Executive produced by his mother Voletta Wallace and his wife Faith Evans, the film includes revealing interviews with Biggie’s earliest collaborators and closest friends, Wallace and Evans themselves, his friend Jay-Z, and of course, the artist formerly known as Puff Daddy.

Through archival footage, new interviews, and of course, Biggie’s music, this three-hour film takes the time to move deliberately through the man’s life, from his birth to a Jamaican immigrant mother in Brooklyn, his fatherless upbringing, the circumstances of his neighborhood, where he was surrounded by drug dealers at the height of the crack epidemic, his early experiments with hip-hop, and the way fame just seemed to find him with very little effort on his part: he goes from a friendly neighborhood drug dealer with loyal customers — because he was by all accounts a super-nice guy, even as a drug dealer — to signed to Puff Daddy’s fledgling Bad Boy label and becoming the all-time king of New York hip-hop. Biggie’s reign, of course, was tragically brief, as he would be killed in a drive-by shooting just after performing at the 1997 Soul Train Awards in Los Angeles.

There are a lot of theories as to exactly why a beloved musician would be murdered at such a young age, and to its credit, Biggie steers clear of speculating on who may have done it, but not without giving the full background on his friendship with Tupac Shakur, which soon soured when Shakur paid Biggie a visit in Brooklyn and was shot and robbed just outside Biggie’s building. Tupac assumed that Biggie had set him up, and considered him a sworn enemy from then on, going so far as to hire Evans for a recording session, and then boast in a verse that he had personally violated her marriage to Biggie (in very direct language). Even then, Biggie appeared at pains not to participate in the one-sided beef, quelling all talk about it when asked in interviews. But when Tupac was shot again — this time fatally — in Las Vegas in 1996, many assumed that Biggie or Puffy had been behind it, so when Biggie suffered a similar fate six months later, it was once again assumed (but never proven) that Suge Knight, Tupac’s manager, had ordered the drive-by as revenge for Tupac. But neither this nor any other case was proven or even brought into court, and Biggie treats it accordingly.

The best documentaries, or the best narrative films for that matter, create a tangible sense of place, and this is one of several areas where Biggie excels. Christopher Wallace was Brooklyn to the bone, and at least half of the interviews in the film are conducted on Brooklyn street corners, on St. James Place (where he grew up), at his favorite diner, and other assorted points of interest.
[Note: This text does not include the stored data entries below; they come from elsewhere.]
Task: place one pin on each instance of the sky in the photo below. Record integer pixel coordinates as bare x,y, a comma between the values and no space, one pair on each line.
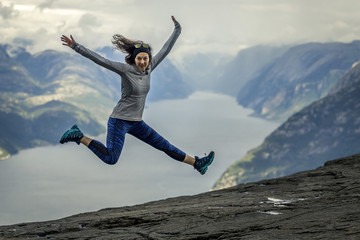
216,26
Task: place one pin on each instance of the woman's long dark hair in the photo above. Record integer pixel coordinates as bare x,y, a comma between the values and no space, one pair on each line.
126,45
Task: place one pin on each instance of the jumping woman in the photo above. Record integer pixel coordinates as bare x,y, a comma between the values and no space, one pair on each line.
127,114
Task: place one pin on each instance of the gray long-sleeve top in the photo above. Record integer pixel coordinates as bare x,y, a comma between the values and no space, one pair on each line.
135,84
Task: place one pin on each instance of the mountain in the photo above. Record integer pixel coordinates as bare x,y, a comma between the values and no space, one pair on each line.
47,92
317,204
246,65
303,74
327,129
27,118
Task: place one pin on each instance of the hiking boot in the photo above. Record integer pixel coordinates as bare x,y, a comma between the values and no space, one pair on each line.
72,135
201,164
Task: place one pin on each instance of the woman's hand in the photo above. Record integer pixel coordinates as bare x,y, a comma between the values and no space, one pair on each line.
174,20
68,41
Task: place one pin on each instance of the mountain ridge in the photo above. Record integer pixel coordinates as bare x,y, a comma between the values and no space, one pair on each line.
327,128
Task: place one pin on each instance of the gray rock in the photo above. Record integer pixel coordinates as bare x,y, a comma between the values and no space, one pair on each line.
319,204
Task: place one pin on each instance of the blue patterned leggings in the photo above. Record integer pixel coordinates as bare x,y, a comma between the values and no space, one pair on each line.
116,131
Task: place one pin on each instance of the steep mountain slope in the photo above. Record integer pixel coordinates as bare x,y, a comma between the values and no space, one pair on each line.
247,64
327,129
45,93
300,76
26,122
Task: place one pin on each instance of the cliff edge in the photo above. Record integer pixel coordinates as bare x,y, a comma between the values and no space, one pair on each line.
319,204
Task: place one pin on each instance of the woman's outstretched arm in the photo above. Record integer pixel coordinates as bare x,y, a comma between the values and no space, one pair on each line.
117,67
168,45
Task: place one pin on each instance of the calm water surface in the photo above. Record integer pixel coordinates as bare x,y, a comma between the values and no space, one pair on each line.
52,182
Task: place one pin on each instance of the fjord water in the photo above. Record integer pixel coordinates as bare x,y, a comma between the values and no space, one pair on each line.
57,181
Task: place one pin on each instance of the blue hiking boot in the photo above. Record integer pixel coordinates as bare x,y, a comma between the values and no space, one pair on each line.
72,135
201,164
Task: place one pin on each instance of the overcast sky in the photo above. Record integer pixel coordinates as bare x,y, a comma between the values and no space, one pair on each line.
208,25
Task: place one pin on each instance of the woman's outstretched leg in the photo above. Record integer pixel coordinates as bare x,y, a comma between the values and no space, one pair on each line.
145,133
114,142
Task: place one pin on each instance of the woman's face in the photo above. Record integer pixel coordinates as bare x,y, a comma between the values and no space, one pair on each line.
142,61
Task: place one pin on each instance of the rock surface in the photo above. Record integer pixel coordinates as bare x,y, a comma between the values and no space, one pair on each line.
319,204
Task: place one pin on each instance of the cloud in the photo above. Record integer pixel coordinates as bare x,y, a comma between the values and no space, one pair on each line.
89,21
46,4
222,26
8,12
As someone who recently left Brooklyn after almost 14 years living there, the sense of the place is so palpable here that it made me homesick, and not just because I used to pass the prominently featured giant Biggie mural every day.

And, of course, there’s the music: unlike a lot of fly-by-night documentaries, this one has the full use of Biggie’s catalog, including his biggest hits, in some cases with the story behind how they were created and in others with engaging animations of the lyrics appearing onscreen. It is still consistently astonishing, all these years later, how totally effortless this man’s art came to him, and what a colossal influence he remains on his peers and successors.  

If you had made a documentary about me that ended when I was 27, it would mostly have been about the many creative ways I found to consume beer in college, my fruitless efforts to find a girlfriend, and my long list of unfulfilled ambitions. By contrast, Ready to Die, Biggie’s first album, was released when he was just 22, he already had a daughter with one woman, and was married to another (singer Faith Evans) who would soon give him a son. Biggie, the man, packed a lot of life into not so many years, and Biggie, the film, does both the man and his career great justice.

Biggie: The Life of the Notorious B.I.G. premieres tonight at 8pm ET on A&E and will be available on-demand shortly after.